We still hear horror stories about folks who have diligently saved for years and company who locks them into a bad product and receives a large commission. Unfortunately, in the financial industry there are still individuals and companies that are working to line their pockets and to make sure the company meets sales quotas.
This is unacceptable. Thankfully, many professionals including doctors and lawyers are held to certain standards within their industries requiring that they put the interest of their clients first. Professionals legally obligated to put their client’s interest first are known as Fiduciaries. This standard does not apply to all industries.
Over the past few years there has been more and more news regarding this topic. The financial industry is currently suffering growing pains as organizations such as the Financial Planning Association and the Certified Financial Planner Board work tirelessly to bring this industry standard to financial professionals.
Within the financial industry you will find professionals who are fiduciaries, those who are legally obligated to do what is right for clients. In the same industry you will find individuals who do not act in a fiduciary capacity. Organizations that represent broker dealers and financial sales-people have been working to oppose the fiduciary standard.
It is important to make sure that your financial professional is interested in your well being instead of his own. Is he a broker, or is he an advisor? Does she get paid when she sells you a product or when she gives you advice that fits your needs? Does he receive commissions that are hidden within the product, or is he a fee-only financial planner that offers transparent fees? Does your advisor offer advice on making your entire financial picture more efficient (such as tax strategies, retirement planning, investment management and estate planning) or do you rarely hear from him?
Now is the time to ask if your financial professional is truly a fiduciary - working for your best interests.

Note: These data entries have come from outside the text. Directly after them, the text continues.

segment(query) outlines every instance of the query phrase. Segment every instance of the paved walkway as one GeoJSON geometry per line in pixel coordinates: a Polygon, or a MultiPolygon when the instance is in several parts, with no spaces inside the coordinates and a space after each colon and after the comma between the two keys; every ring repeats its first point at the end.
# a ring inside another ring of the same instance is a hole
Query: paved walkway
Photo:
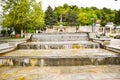
{"type": "Polygon", "coordinates": [[[1,67],[0,80],[120,80],[120,66],[1,67]]]}
{"type": "Polygon", "coordinates": [[[116,57],[117,54],[104,49],[58,49],[58,50],[44,50],[44,49],[27,49],[27,50],[15,50],[4,54],[2,56],[31,56],[31,57],[56,57],[56,58],[79,58],[79,57],[116,57]]]}
{"type": "Polygon", "coordinates": [[[106,45],[106,49],[120,53],[120,39],[111,39],[110,44],[106,45]]]}
{"type": "Polygon", "coordinates": [[[26,42],[26,39],[1,39],[0,54],[14,50],[17,47],[17,44],[20,44],[23,42],[26,42]]]}

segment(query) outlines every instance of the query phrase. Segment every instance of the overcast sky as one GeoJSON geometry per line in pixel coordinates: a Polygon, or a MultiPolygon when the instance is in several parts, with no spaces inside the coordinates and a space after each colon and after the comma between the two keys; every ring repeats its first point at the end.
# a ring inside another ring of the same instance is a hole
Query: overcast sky
{"type": "MultiPolygon", "coordinates": [[[[42,1],[42,8],[45,11],[50,5],[53,9],[56,6],[62,6],[67,3],[69,5],[77,5],[78,7],[91,7],[95,6],[97,8],[111,8],[120,10],[120,0],[37,0],[42,1]]],[[[0,7],[1,12],[1,7],[0,7]]]]}
{"type": "Polygon", "coordinates": [[[64,3],[69,5],[77,5],[78,7],[91,7],[97,8],[111,8],[120,9],[120,0],[37,0],[42,1],[42,8],[45,11],[50,5],[53,9],[55,6],[62,6],[64,3]]]}

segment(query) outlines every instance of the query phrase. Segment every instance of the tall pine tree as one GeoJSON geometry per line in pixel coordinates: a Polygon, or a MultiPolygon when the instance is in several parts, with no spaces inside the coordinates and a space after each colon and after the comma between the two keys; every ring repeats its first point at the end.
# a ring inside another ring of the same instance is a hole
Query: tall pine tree
{"type": "Polygon", "coordinates": [[[77,13],[73,9],[69,9],[65,15],[65,22],[68,26],[78,26],[77,13]]]}
{"type": "Polygon", "coordinates": [[[47,10],[45,11],[45,24],[52,28],[53,25],[55,25],[57,22],[57,19],[54,15],[53,9],[51,6],[48,6],[47,10]]]}

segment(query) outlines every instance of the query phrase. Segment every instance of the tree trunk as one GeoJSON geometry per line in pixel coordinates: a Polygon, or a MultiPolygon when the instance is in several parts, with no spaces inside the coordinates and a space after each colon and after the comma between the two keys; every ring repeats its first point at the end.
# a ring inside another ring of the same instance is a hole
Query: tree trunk
{"type": "Polygon", "coordinates": [[[24,34],[23,34],[23,29],[21,30],[21,37],[24,37],[24,34]]]}

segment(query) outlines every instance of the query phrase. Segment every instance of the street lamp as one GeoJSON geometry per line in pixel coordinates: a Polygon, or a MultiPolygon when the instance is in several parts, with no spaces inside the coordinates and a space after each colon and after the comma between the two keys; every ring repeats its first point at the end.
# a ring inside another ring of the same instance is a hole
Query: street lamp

Here are a few questions to consider asking your financial professional:
1) When you are dealing with me and my finances are you held to a fiduciary standard?
2) Does your company disclose all conflicts of interest that could affect my relationship with you?
3) Do you receive compensation on a fee-only basis and offer full disclosure of these fees, or do you accept commissions for selling products?
4) Do your services include financial planning to meet my needs as well as investment advisory services?